Abstract

Polythiophene-graft-polyampholyte (PTP) is synthesized using N,N-dimethylaminoethyl methacrylate and tert-butyl methacrylate monomers by grafting from polythiophene backbone, followed by hydrolysis. The resulting polymer exhibits aqueous solubility via formation of small-sized miceller aggregates with hydrophobic polythiophene at the center and radiating polyionic side chains (cationic or anionic depending on the pH of the medium) at the outer periphery. The critical micelle concentration of PTP in acidic solution (0.025 mg/mL, pH = 2.7) is determined from fluorescence spectroscopy. PTP exhibits reversible fluorescence on and off response in both acidic and basic medium with the sequential addition of differently charged ionic surfactants, repeatedly.
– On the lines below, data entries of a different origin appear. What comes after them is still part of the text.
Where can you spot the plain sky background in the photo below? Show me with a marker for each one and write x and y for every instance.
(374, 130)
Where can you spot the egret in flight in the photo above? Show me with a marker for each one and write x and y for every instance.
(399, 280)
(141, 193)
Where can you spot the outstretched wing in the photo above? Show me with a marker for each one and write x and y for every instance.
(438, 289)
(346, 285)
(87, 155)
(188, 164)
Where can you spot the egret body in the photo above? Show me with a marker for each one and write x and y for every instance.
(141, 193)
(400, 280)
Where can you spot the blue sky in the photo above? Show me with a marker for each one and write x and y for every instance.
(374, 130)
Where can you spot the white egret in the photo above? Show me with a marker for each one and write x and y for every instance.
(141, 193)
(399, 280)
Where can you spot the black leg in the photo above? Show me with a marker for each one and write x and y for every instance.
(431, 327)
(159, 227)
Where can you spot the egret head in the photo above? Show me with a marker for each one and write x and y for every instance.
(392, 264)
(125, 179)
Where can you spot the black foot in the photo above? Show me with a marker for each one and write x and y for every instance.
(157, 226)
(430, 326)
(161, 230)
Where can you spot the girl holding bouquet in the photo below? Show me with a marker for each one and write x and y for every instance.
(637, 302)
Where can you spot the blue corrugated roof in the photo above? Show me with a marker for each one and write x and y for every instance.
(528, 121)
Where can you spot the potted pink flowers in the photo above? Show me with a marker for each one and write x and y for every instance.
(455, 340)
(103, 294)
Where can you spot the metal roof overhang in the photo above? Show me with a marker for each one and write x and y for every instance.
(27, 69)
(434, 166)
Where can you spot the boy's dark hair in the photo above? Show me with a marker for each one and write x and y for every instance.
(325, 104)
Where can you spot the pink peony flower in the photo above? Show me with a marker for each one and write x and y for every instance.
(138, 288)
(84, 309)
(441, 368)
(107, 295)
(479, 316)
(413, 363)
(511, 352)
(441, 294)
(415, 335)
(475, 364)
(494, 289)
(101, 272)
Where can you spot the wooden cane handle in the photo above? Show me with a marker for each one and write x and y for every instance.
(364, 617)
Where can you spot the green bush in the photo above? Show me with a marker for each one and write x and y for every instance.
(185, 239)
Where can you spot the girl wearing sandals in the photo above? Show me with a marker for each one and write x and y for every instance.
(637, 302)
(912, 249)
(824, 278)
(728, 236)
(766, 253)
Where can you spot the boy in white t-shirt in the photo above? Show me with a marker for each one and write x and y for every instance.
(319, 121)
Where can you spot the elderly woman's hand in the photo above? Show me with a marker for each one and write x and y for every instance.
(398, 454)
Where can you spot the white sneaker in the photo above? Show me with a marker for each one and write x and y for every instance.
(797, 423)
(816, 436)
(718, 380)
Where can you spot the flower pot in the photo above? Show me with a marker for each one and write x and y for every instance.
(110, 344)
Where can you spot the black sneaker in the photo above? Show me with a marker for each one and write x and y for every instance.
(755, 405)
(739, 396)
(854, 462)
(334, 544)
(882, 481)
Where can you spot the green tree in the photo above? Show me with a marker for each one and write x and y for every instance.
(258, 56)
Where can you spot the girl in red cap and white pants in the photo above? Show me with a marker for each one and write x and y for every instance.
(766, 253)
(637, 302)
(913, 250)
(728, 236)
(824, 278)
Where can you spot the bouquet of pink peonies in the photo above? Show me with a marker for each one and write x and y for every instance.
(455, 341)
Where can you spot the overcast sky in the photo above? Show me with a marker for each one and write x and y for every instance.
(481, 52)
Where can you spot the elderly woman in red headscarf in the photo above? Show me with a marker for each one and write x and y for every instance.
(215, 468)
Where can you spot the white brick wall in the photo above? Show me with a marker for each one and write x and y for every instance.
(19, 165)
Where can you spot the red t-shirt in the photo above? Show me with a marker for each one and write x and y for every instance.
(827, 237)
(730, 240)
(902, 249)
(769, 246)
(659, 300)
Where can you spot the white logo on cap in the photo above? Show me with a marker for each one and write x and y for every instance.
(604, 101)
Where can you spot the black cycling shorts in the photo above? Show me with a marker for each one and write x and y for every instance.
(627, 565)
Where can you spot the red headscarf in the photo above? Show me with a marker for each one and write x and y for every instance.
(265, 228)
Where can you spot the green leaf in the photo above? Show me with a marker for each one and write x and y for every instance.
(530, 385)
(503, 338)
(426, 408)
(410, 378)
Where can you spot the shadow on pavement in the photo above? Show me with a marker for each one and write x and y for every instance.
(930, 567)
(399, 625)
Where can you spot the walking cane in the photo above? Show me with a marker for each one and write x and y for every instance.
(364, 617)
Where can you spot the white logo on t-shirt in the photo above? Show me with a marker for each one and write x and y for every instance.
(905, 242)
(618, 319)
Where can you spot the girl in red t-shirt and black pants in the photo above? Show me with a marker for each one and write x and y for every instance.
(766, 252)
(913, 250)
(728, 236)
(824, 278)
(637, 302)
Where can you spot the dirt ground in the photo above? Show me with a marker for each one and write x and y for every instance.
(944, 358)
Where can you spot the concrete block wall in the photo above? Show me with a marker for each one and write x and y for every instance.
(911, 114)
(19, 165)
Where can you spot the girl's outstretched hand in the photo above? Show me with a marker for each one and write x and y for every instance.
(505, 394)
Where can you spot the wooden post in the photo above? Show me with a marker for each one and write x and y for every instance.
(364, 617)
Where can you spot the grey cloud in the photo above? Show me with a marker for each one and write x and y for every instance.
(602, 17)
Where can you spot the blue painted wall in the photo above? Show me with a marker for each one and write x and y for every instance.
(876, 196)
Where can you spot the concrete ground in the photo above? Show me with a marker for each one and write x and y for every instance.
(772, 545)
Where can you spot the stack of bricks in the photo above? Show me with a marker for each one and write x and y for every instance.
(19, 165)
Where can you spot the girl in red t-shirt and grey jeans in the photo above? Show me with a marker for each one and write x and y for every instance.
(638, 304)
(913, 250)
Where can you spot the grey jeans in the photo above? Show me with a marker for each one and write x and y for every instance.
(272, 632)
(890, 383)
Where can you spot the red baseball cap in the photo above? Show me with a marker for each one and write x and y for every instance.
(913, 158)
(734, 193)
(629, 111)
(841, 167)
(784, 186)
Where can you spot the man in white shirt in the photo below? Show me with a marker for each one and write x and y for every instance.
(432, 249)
The fluorescence intensity of PTP at pH 2.7 increases with the addition of an anionic surfactant, sodium dodecyl benzenesulfonate (SDBS), due to the self-aggregation forming compound micelles. The fluorescence intensity of these solutions again decreases on addition of a cationic surfactant, cetyltrimethylammonium bromide (CTAB), because of assembling of SDBS with CTAB, thus deassembling the PTP-SDBS aggregates. At pH 9.2, these turn on and turn off responses are also shown by PTP with the sequential addition of cationic surfactant (CTAB) and anionic surfactant (SDBS), respectively. This result shows that PTP has potential for surfactant-induced reversible fluorescence turn on and off using ionic surfactant (SDBS and CTAB) through self-assembling and deassembling of the ionic aggregates. The reversible aggregation and disaggregation process of PTP with the surfactants at both acidic and basic pH is supported from dynamic light scattering and Fourier transform infrared spectroscopy. The morphology of the above systems studied by transmission and scanning electron microscopy also supports the above aggregation and disaggregation process.